午前中の日射しは、とても優しくて暖かい。
その直前まで気がつかなかったが……。
自宅と思われる石垣の前に、人が2人立っていた。
小学生と思われる少年と、園児と思われる少女だった。
おそらく、この家に住む兄と妹だろう。
フロントガラスの向こうに見えた2人と、一瞬、目が合って……。
私は、そのまま2人の前を通り過ぎた。
次の瞬間だった……。
声がしたので、チラッとサイドミラーを見た。
すると、私が通り過ぎた瞬間に、2人は勢いよく道路に飛び出していた。
少年が楽しそうに子供用キックボートとともに飛び出し、少女がそれを笑顔で追いかけるという光景だった。

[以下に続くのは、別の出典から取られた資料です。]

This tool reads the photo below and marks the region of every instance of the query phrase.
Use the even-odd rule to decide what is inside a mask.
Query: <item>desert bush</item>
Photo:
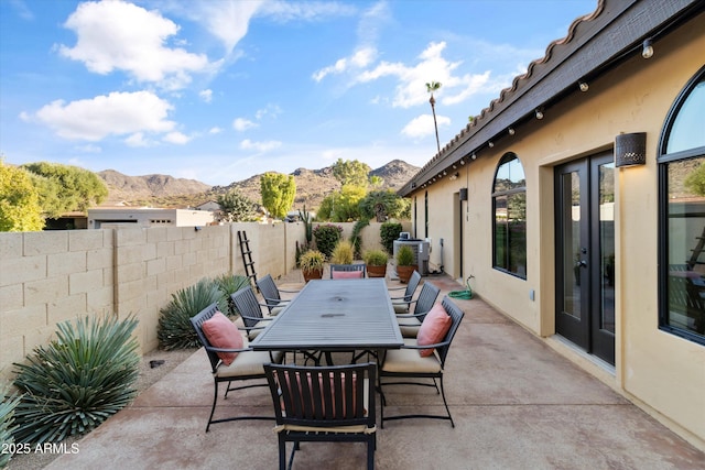
[[[85,434],[137,395],[139,345],[132,316],[85,317],[57,325],[56,340],[15,363],[18,442],[58,442]]]
[[[160,310],[156,338],[159,346],[167,351],[200,347],[191,317],[214,302],[220,311],[226,311],[227,302],[217,283],[203,278],[191,287],[172,294],[172,300]]]

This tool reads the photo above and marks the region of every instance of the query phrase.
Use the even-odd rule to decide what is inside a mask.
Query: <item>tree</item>
[[[426,91],[431,94],[431,111],[433,112],[433,125],[436,129],[436,145],[438,146],[438,154],[441,153],[441,140],[438,139],[438,123],[436,122],[436,99],[433,97],[433,92],[441,88],[440,81],[431,81],[426,84]]]
[[[0,160],[0,231],[40,231],[44,218],[30,174]]]
[[[369,173],[372,168],[367,163],[357,160],[338,159],[333,165],[333,176],[340,182],[343,186],[367,186],[369,184]]]
[[[265,173],[260,177],[262,206],[278,219],[284,218],[296,196],[296,182],[293,175]]]
[[[256,204],[237,189],[219,195],[217,203],[228,222],[248,222],[257,218]]]
[[[34,184],[46,217],[56,218],[72,210],[86,211],[108,196],[106,184],[88,170],[48,162],[28,163],[22,167],[37,176]]]
[[[345,185],[339,192],[326,196],[316,212],[318,220],[348,222],[360,218],[359,203],[367,189],[356,185]]]

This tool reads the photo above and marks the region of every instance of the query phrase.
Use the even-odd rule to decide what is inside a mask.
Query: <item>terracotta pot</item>
[[[384,277],[386,275],[387,275],[387,264],[382,266],[372,266],[370,264],[367,265],[368,277]]]
[[[399,275],[399,282],[408,283],[409,277],[416,271],[416,266],[397,266],[397,275]]]
[[[319,280],[323,277],[323,269],[313,270],[313,271],[302,271],[302,273],[304,275],[305,282],[308,282],[311,280]]]

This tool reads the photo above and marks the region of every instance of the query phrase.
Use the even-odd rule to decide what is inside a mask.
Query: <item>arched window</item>
[[[527,179],[514,153],[499,161],[492,185],[492,266],[527,278]]]
[[[705,67],[659,142],[659,325],[705,345]]]

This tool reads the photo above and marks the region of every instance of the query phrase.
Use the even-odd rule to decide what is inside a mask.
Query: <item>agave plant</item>
[[[214,281],[206,277],[172,294],[172,300],[160,310],[156,327],[160,347],[167,351],[198,348],[200,342],[191,325],[191,317],[214,302],[218,303],[220,311],[227,309],[223,292]]]
[[[6,451],[6,449],[11,449],[14,442],[12,433],[15,426],[12,414],[14,407],[20,402],[19,397],[14,395],[8,396],[7,393],[7,386],[0,387],[0,395],[2,395],[2,402],[0,402],[0,446],[2,446],[2,451],[0,451],[0,469],[4,468],[12,457],[12,453]]]
[[[57,325],[56,340],[15,363],[18,442],[58,442],[85,434],[137,395],[139,345],[132,316],[85,317]]]
[[[237,308],[235,308],[235,304],[230,298],[230,294],[235,294],[242,287],[247,287],[250,285],[250,278],[248,276],[242,276],[239,274],[230,275],[230,274],[221,274],[218,277],[213,280],[220,292],[224,295],[225,302],[228,305],[227,314],[231,317],[238,315]]]

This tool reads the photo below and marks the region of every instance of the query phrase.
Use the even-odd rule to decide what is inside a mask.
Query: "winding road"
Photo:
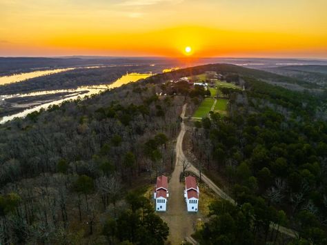
[[[184,117],[186,104],[183,106],[181,115]],[[195,224],[200,214],[188,213],[184,197],[184,185],[179,182],[179,176],[183,172],[183,161],[186,159],[183,153],[182,141],[185,135],[185,125],[181,124],[181,130],[177,137],[176,144],[176,162],[172,177],[169,179],[169,197],[167,210],[159,213],[161,218],[168,224],[170,230],[168,241],[172,244],[181,244],[186,237],[190,237],[195,231]]]
[[[177,137],[176,142],[176,162],[172,172],[171,179],[169,181],[169,199],[167,212],[161,214],[163,219],[168,224],[170,228],[170,235],[168,240],[172,244],[181,244],[183,240],[186,239],[193,242],[194,239],[190,238],[191,234],[195,231],[194,226],[197,219],[200,217],[198,213],[191,213],[186,210],[184,197],[184,185],[179,182],[179,176],[183,171],[183,162],[187,162],[189,167],[188,171],[193,173],[199,177],[199,170],[185,157],[183,152],[183,139],[186,133],[186,126],[184,122],[187,104],[183,106],[181,117],[183,119],[181,123],[181,131]],[[201,180],[206,183],[218,196],[228,200],[232,204],[235,201],[230,197],[223,190],[219,188],[213,182],[203,173],[201,175]],[[201,202],[201,200],[200,200]],[[274,224],[270,224],[274,228]],[[280,226],[279,232],[291,237],[297,237],[296,231],[286,227]]]

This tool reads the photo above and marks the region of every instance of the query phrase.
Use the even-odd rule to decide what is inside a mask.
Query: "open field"
[[[188,77],[189,79],[192,79],[192,77],[197,77],[199,79],[199,81],[206,81],[206,75],[205,73],[202,73],[200,75],[198,75],[197,76],[193,76],[193,77]]]
[[[236,86],[234,84],[231,83],[228,83],[226,81],[222,81],[220,80],[218,80],[216,81],[216,86],[219,88],[235,88],[235,89],[241,89],[238,86]]]
[[[193,115],[193,117],[204,117],[208,115],[212,107],[215,99],[206,98]]]

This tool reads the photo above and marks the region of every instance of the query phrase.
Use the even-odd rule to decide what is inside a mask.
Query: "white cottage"
[[[197,212],[199,206],[199,186],[192,176],[185,178],[184,197],[188,212]]]
[[[159,176],[153,193],[157,211],[166,211],[168,197],[168,178],[164,175]]]

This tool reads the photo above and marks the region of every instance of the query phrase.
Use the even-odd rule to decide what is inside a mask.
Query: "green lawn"
[[[208,114],[212,107],[213,102],[215,99],[212,98],[206,98],[204,99],[200,106],[197,108],[195,112],[193,115],[193,117],[205,117],[208,116]]]
[[[230,84],[230,83],[228,83],[228,82],[226,82],[226,81],[220,81],[220,80],[218,80],[218,81],[216,81],[216,86],[218,88],[224,87],[224,88],[236,88],[236,89],[241,89],[240,87],[239,87],[238,86],[236,86],[234,84]]]
[[[199,81],[206,81],[206,79],[207,79],[207,77],[206,77],[206,73],[202,73],[202,74],[196,75],[195,77],[197,77],[199,78]],[[192,77],[188,77],[188,78],[189,79],[192,79]]]
[[[211,97],[214,97],[217,95],[217,88],[209,88],[209,91],[211,94]]]
[[[225,115],[226,113],[228,99],[218,99],[215,106],[215,112]]]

ドラマの回想シーンのように、全体がセピア色に染まった。
2人は私の後を追いかけているように思えた。
ゆっくり走っているとはいえ、私は車なので、どんどん離れていく。
まるで、自分の過去から遠ざかるように……。
思えば長い年月が通り過ぎた。
あの頃の記憶は、当然、残っているが、自分で蓋をしたから開けようにも開けられない。
もう1人の自分が問いかけてくる。
過ぎ去った過去に想いを寄せても、何の意味もないと……。
もういいんだ、忘れよう。
今の絶望と向き合うのが儚くなるだけだから。